Computer Engineering and Computer Science Department, Speed School of Engineering, University of Louisville, Louisville, KY 40292, USA.
BMC Bioinformatics. 2010 Oct 28;11 Suppl 9(Suppl 9):S12. doi: 10.1186/1471-2105-11-S9-S12.
In humans, copies of the Long Interspersed Nuclear Element 1 (LINE-1) retrotransposon comprise 21% of the reference genome, and have been shown to modulate expression and produce novel splice isoforms of transcripts from genes that span or neighbor the LINE-1 insertion site.

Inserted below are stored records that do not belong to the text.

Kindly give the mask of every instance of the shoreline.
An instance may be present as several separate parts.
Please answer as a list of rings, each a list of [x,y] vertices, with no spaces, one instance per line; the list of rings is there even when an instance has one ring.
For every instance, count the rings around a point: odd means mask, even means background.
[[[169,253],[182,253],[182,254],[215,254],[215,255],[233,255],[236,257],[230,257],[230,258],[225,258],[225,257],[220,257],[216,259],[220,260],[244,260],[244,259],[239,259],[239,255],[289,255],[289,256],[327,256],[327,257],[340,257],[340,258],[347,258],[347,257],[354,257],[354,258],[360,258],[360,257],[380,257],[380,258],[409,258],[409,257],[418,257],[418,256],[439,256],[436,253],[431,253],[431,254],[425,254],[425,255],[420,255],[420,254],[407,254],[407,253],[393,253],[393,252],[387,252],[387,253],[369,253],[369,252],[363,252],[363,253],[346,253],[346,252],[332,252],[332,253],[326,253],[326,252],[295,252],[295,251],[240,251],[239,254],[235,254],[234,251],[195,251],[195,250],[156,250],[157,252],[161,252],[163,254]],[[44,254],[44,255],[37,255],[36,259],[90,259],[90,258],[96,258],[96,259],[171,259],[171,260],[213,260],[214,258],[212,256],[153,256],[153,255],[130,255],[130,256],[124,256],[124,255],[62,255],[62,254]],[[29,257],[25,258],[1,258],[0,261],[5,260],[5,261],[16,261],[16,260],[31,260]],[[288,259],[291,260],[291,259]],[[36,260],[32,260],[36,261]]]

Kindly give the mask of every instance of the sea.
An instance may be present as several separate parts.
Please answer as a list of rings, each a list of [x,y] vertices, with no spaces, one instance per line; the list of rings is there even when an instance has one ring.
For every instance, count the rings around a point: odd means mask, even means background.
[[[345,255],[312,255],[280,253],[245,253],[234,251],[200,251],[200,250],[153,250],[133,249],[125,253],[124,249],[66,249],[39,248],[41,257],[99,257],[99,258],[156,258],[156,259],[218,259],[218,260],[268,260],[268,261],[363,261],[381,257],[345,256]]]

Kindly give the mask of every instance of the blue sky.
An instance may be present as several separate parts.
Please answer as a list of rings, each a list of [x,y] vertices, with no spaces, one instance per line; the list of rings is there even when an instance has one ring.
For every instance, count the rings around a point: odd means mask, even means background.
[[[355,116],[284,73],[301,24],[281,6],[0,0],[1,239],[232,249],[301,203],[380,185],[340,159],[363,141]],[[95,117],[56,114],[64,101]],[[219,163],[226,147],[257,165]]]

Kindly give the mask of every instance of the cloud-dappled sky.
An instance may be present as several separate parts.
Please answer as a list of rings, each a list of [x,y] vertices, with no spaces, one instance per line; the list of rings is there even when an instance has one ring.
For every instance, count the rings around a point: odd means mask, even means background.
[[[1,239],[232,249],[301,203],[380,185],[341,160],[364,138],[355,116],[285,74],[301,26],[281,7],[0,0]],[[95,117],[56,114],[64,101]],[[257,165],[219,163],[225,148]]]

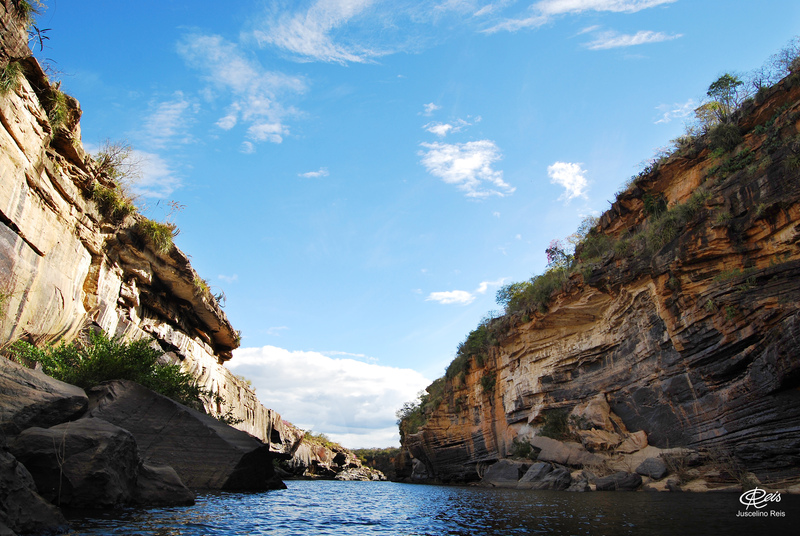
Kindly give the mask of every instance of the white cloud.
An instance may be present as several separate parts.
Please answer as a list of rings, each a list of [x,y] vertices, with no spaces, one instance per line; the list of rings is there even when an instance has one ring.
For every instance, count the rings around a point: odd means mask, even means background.
[[[673,119],[684,119],[693,115],[695,108],[697,108],[697,103],[694,99],[689,99],[683,104],[677,102],[675,104],[662,104],[656,107],[656,110],[661,112],[662,116],[655,124],[669,123]]]
[[[632,47],[648,43],[661,43],[682,37],[681,34],[668,35],[661,32],[641,31],[633,35],[618,34],[614,31],[602,32],[597,39],[586,43],[591,50],[608,50],[611,48]]]
[[[324,168],[324,167],[319,168],[317,171],[308,171],[306,173],[298,173],[297,174],[298,177],[305,177],[307,179],[316,179],[316,178],[319,178],[319,177],[327,177],[328,175],[330,175],[330,173],[328,173],[328,168]]]
[[[475,294],[486,294],[489,287],[499,287],[505,282],[506,278],[498,279],[497,281],[481,281],[473,292],[466,290],[449,290],[444,292],[431,292],[425,301],[435,301],[443,305],[469,305],[475,301]]]
[[[503,180],[503,172],[492,169],[502,157],[500,149],[490,140],[468,143],[422,143],[422,165],[431,175],[447,184],[454,184],[467,197],[503,197],[516,188]]]
[[[503,277],[502,279],[498,279],[497,281],[482,281],[478,288],[475,289],[475,292],[478,294],[486,294],[486,291],[489,290],[489,287],[499,287],[503,283],[506,282],[506,278]]]
[[[243,141],[242,147],[239,149],[239,152],[244,154],[253,154],[254,152],[256,152],[256,146],[253,145],[253,142]]]
[[[234,282],[239,280],[239,275],[238,274],[233,274],[233,275],[219,274],[217,276],[217,279],[219,279],[220,281],[224,281],[225,283],[231,284],[231,283],[234,283]]]
[[[436,110],[441,110],[442,109],[441,106],[437,106],[436,104],[434,104],[432,102],[429,102],[428,104],[423,104],[422,107],[425,108],[425,111],[422,112],[422,115],[431,115]]]
[[[334,41],[332,34],[364,14],[373,0],[317,0],[308,10],[267,15],[252,32],[259,45],[273,45],[303,60],[362,63],[380,55],[361,45]]]
[[[188,115],[193,109],[194,106],[180,91],[176,91],[171,100],[155,104],[144,121],[144,143],[161,149],[189,141],[186,130],[190,120]]]
[[[138,176],[130,185],[135,196],[163,199],[181,186],[181,180],[161,156],[134,149],[131,159],[139,167]]]
[[[189,65],[205,73],[205,79],[217,92],[230,95],[227,113],[217,126],[230,130],[243,121],[252,141],[283,141],[289,133],[284,120],[297,111],[281,100],[305,92],[302,78],[264,69],[237,45],[218,35],[189,34],[177,48]],[[214,92],[208,93],[213,96]],[[252,152],[252,144],[243,149]]]
[[[239,120],[236,117],[236,114],[228,114],[225,117],[221,117],[219,121],[217,121],[216,125],[222,130],[230,130],[236,126],[238,121]]]
[[[395,411],[430,384],[411,369],[274,346],[235,350],[226,366],[252,381],[264,406],[350,448],[399,444]]]
[[[443,305],[456,303],[458,305],[469,305],[475,301],[475,295],[466,290],[448,290],[444,292],[431,292],[425,301],[435,301]]]
[[[247,135],[255,141],[271,141],[281,143],[283,136],[289,133],[289,129],[280,122],[277,123],[256,123],[247,129]]]
[[[566,191],[559,199],[570,201],[576,197],[586,197],[589,183],[584,176],[586,170],[580,164],[556,162],[547,167],[547,175],[552,184],[563,186]]]
[[[478,118],[478,121],[480,121],[480,118]],[[443,138],[447,134],[450,134],[450,133],[453,133],[453,132],[460,132],[460,131],[464,130],[465,127],[468,127],[470,125],[471,125],[471,123],[468,123],[467,121],[464,121],[463,119],[457,119],[455,121],[455,124],[440,123],[438,121],[433,121],[433,122],[428,123],[427,125],[423,126],[422,128],[424,128],[425,130],[427,130],[431,134],[436,134],[437,136]]]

In this work, newly released pilot data from the 1000 Genomes Project is analyzed to detect previously unreported full length insertions of the retrotransposon LINE-1. By direct analysis of the sequence data, we have identified 22 previously unreported LINE-1 insertion sites within the sequence data reported for a mother/father/daughter trio.
It is demonstrated here that next generation sequencing data, as well as emerging high quality datasets from individual genome projects allow us to assess the amount of heterogeneity with respect to the LINE-1 retrotransposon amongst humans, and provide us with a wealth of testable hypotheses as to the impact that this diversity may have on the health of individuals and populations.
在人类中,长散布核元件 1(LINE-1)逆转录转座子的副本占参考基因组的 21%,并已被证明可以调节表达,并产生跨越或邻近 LINE-1 插入位点的基因的新型剪接异构体。
在这项工作中,分析了 1000 基因组计划新发布的试点数据,以检测以前未报告的逆转录转座子 LINE-1 的全长插入。通过对序列数据的直接分析,我们在为母亲/父亲/女儿三人组报告的序列数据中鉴定出了 22 个以前未报告的 LINE-1 插入位点。
这里证明,下一代测序数据以及来自个体基因组计划的新兴高质量数据集使我们能够评估人类中 LINE-1 逆转录转座子的异质性程度,并为我们提供了大量可测试的假设,即这种多样性可能对个人和人群的健康产生影响。